El principal escollo, pero no el último

Juan Oliver

INTERNACIONAL

Si el no gana en Irlanda, el Tratado de Lisboa estará muerto y la Unión tendrá que replantearse a marchas forzadas una reforma de sus instituciones mucho menos ambiciosa, pero que la permita seguir subsistiendo como proyecto político con futuro. Porque los Veintisiete funcionan ahora sometidos a unas reglas pensadas para un club de quince socios que a medio plazo podría alcanzar la treintena de miembros. Lisboa está pensada para solucionar las enormes dificultades que causa esa desproporción, y si los irlandeses votan no, el tratado será un cadáver jurídico.

Con nombre y apellido

Claro que no basta con el sí irlandés para que los europeístas respiren tranquilos. Porque si Irlanda es el principal el escollo, no es el único. Y el resto de obstáculos tienen nombre y apellidos. El primero es Vaclav Klaus, presidente de la República Checa y enemigo número uno del espíritu confederal de Lisboa, que se ha negado a sancionar el texto a pesar de que ya ha sido validado por el Gobierno, el Parlamento y el Tribunal Constitucional de su país (es decir, los tres poderes del Estado).

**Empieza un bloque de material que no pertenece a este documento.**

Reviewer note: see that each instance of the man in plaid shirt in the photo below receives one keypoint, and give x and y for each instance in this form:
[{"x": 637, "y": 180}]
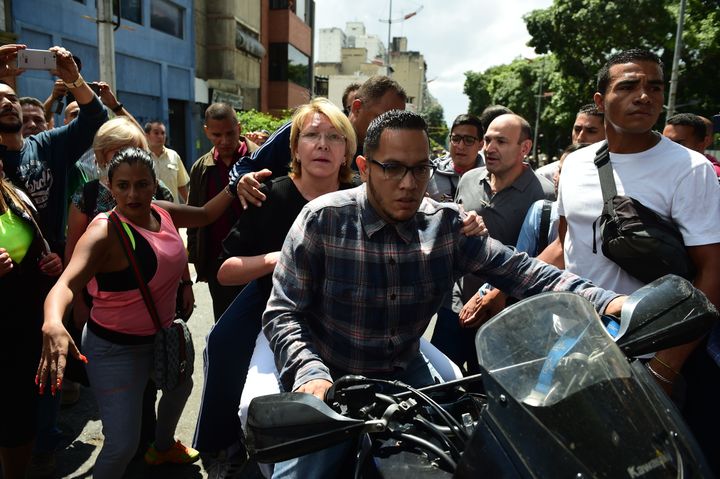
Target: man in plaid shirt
[{"x": 362, "y": 272}]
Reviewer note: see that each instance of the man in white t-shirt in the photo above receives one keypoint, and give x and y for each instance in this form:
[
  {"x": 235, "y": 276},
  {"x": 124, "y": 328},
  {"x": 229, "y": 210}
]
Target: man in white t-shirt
[
  {"x": 677, "y": 183},
  {"x": 168, "y": 164}
]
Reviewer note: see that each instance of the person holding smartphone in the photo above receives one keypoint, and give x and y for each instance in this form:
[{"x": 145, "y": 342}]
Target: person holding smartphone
[{"x": 41, "y": 163}]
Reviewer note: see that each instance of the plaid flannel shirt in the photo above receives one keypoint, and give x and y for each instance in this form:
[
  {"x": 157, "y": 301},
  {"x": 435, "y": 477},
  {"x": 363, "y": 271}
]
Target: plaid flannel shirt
[{"x": 355, "y": 293}]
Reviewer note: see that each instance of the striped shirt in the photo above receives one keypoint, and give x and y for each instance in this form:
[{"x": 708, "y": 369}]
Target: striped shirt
[{"x": 355, "y": 293}]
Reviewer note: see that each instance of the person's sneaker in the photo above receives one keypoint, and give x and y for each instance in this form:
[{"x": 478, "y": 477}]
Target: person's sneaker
[{"x": 177, "y": 454}]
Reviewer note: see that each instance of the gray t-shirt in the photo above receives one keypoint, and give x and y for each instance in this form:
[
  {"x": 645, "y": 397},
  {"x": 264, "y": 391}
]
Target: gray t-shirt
[{"x": 503, "y": 214}]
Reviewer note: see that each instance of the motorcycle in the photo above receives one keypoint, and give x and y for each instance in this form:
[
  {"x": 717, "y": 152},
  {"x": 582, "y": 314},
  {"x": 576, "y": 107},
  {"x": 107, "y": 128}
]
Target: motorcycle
[{"x": 556, "y": 397}]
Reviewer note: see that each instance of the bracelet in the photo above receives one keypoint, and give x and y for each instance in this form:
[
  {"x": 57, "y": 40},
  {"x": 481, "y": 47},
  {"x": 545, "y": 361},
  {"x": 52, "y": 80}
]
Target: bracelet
[
  {"x": 79, "y": 81},
  {"x": 657, "y": 374},
  {"x": 229, "y": 192}
]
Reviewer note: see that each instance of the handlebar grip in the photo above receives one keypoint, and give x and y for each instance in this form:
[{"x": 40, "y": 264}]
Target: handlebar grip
[{"x": 343, "y": 382}]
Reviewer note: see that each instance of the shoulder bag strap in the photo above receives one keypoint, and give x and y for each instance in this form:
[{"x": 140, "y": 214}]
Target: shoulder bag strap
[
  {"x": 605, "y": 171},
  {"x": 142, "y": 285},
  {"x": 544, "y": 225}
]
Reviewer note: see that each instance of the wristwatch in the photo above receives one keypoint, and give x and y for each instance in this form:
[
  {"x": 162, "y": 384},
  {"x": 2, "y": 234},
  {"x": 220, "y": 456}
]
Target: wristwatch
[{"x": 79, "y": 81}]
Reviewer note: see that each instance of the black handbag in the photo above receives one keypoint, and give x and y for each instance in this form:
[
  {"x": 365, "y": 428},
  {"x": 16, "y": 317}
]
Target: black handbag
[
  {"x": 173, "y": 353},
  {"x": 635, "y": 237}
]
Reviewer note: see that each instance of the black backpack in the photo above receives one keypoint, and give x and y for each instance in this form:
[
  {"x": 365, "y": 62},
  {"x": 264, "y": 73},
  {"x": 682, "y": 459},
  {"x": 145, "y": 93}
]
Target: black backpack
[{"x": 633, "y": 236}]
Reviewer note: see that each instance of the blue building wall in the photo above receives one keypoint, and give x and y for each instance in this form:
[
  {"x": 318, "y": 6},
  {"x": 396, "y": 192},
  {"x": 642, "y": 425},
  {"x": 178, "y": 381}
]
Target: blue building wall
[{"x": 152, "y": 67}]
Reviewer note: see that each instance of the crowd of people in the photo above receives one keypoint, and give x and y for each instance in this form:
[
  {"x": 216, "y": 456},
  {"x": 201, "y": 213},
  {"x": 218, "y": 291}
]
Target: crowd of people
[{"x": 327, "y": 246}]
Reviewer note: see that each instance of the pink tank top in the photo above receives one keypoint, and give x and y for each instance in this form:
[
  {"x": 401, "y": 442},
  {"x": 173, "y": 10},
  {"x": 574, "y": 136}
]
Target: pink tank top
[{"x": 125, "y": 311}]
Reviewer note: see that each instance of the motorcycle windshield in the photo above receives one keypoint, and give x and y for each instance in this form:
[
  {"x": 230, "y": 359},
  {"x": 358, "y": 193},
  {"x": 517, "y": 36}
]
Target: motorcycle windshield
[
  {"x": 548, "y": 347},
  {"x": 553, "y": 355}
]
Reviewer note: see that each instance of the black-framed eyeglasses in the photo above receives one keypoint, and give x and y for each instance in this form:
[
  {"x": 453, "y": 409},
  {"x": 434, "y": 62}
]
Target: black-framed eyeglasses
[
  {"x": 469, "y": 140},
  {"x": 397, "y": 171}
]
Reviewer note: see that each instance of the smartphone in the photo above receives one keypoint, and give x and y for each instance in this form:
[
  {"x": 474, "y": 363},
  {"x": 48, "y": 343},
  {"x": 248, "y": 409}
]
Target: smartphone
[{"x": 36, "y": 60}]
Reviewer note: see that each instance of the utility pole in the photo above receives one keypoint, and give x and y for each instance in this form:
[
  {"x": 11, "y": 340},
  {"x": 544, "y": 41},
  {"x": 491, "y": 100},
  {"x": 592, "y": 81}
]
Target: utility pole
[
  {"x": 390, "y": 21},
  {"x": 537, "y": 114},
  {"x": 672, "y": 96},
  {"x": 387, "y": 52},
  {"x": 106, "y": 42}
]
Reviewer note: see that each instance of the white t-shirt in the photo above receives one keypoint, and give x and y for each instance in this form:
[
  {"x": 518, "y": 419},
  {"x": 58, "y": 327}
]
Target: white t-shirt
[
  {"x": 170, "y": 169},
  {"x": 678, "y": 184}
]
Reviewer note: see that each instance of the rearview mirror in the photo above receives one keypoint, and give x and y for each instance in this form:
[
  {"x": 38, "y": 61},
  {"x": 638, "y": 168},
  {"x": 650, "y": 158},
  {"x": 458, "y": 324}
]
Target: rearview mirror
[
  {"x": 287, "y": 425},
  {"x": 668, "y": 312}
]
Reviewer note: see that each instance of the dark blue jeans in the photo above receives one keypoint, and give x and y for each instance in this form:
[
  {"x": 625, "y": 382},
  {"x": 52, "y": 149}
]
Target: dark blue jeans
[
  {"x": 456, "y": 342},
  {"x": 230, "y": 344}
]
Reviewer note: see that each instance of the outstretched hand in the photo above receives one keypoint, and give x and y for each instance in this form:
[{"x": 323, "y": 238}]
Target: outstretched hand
[
  {"x": 316, "y": 387},
  {"x": 479, "y": 309},
  {"x": 473, "y": 225},
  {"x": 249, "y": 188},
  {"x": 57, "y": 343}
]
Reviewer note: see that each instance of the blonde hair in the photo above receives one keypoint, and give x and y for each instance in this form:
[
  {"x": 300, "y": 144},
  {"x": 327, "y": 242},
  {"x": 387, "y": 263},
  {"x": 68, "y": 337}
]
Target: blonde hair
[
  {"x": 338, "y": 120},
  {"x": 116, "y": 134}
]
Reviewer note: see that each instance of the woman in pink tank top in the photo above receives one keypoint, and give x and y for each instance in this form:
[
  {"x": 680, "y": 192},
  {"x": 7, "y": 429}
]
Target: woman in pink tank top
[{"x": 118, "y": 337}]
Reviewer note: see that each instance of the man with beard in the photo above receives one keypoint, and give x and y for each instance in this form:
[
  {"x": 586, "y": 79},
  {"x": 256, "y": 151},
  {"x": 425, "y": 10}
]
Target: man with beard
[
  {"x": 501, "y": 192},
  {"x": 41, "y": 163}
]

Klaus sigue maniobrando con recursos judiciales para justificar el retraso en el cumplimiento de su obligación de firmar el tratado, con la esperanza de que el segundo nombre (Lech Kaczynski, presidente de Polonia, que tampoco lo ha firmado) le siga el ritmo. Pero, sobre todo, con la esperanza de implicar en el asunto al tercer hombre: David Cameron, líder conservador británico, que tiene todas las papeletas para ser el próximo premier británico y que ha prometido someter el Tratado de Lisboa a referendo si gana las elecciones de junio. Si Klaus consigue retrasar hasta entonces su firma (el tratado no estará vigente hasta que todos los socios de la UE lo asuman legalmente en su ordenamiento) estará muy cerca de lograr su objetivo. Por mucho que los irlandeses, ahora, decidan que les conviene decir sí.